LINE ON LOVE still retains a definitive immediacy that makes it one of the standout sax/bass/piano/drums quartet dates I've heard this year. Taborn is in reflective mode nearly throughout and thus occupies the tonal springboard off of which most of the others cue. The opening "Hymn" (yeah, I know, but no other cliches here) has a lengthy intro from him, modulations sculpted like fluting on classical Greek architecture, and when Drummond's cymbals kick in, heralding Ehrlich on alto, I did for a moment get impatient in an "I've heard this before" kind of way. But I haven't, not really, and what caught me first (recalling that it does help to listen to the CD before panning it) was how Ehrlich's tone doesn't have and never has had Garbarek's cottony envelope; rather, his delicacy is derived more from Lee Konitz than certain dead white Northern European males (Garbarek not included, by the way).

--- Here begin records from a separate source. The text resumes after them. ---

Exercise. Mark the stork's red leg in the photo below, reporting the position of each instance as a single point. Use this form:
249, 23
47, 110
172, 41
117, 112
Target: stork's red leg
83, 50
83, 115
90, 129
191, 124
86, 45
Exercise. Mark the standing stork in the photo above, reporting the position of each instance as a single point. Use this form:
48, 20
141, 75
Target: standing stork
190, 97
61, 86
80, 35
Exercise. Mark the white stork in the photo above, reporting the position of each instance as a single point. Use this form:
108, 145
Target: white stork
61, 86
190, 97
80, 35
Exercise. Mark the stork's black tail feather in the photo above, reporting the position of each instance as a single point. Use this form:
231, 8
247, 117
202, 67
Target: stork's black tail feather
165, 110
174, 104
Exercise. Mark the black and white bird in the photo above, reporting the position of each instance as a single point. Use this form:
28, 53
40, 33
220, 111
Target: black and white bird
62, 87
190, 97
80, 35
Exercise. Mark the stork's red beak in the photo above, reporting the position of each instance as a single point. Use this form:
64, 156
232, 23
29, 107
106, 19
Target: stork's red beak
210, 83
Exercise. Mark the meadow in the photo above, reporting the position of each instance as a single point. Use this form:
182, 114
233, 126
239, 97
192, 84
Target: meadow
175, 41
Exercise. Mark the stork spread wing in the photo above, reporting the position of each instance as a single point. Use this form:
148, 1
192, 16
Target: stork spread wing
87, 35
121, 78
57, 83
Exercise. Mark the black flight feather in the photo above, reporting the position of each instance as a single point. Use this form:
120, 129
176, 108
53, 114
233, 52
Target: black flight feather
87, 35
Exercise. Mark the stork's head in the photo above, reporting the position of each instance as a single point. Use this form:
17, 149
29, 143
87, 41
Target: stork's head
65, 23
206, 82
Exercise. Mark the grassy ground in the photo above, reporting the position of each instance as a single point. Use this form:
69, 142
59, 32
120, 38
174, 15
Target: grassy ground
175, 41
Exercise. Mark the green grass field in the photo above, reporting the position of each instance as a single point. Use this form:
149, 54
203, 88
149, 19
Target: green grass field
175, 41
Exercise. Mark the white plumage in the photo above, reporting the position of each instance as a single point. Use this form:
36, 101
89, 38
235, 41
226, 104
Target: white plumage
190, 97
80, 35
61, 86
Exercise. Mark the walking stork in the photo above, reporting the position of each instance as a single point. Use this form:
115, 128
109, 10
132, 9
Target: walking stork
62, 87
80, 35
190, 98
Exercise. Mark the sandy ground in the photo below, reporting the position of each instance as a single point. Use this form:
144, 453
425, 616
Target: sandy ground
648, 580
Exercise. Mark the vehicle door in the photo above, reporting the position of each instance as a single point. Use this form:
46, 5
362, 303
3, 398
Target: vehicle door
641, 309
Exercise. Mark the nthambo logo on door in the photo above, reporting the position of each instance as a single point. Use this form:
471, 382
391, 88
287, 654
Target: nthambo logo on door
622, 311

Ehrlich does not stun with technique, he does not have to have it all his own way, note the gracious manner in which he duets on bass clarinet with Formanek in the tour de force "Solace" -- again, yeah, I know, just forget the titles if they bother you that much). Rather, he builds his house carefully on scraps of lumber left behind by the previous generation of giants. Note "Like I Said," in which Taborn bops hard a la Kenny Kirkland and Ehrlich's delicious head melody recalls Woody Shaw's "Time Is Right" (from his Columbia LP, FOR SURE! ...Miss ya, Woody). It cooks with gas, but not in a sweaty fashion. "Turn Circle and Spin" opens with a continuo (I think) for Drummond and Ehrlich in which the latter does some moderate wigging

but not enough to frighten the horses. Especially cool here is the manner in which Taborn contributes, making the piece a minuet of sorts upon his entry. Formanek's lengthy outrage here is fleet of hand and on point too. "St.Louis Summer" has Drummond doing a flatfooted Al Foster kind of vibe with a lengthy serpentine hook floating above, Taborn even digging deep for some R&B changes as Ehrlich roughs up his tone and borrows a move or two from Illinois Jacquet. Fine, subtle work by all, and a very well-rounded view of recent jazz history, updated to right now.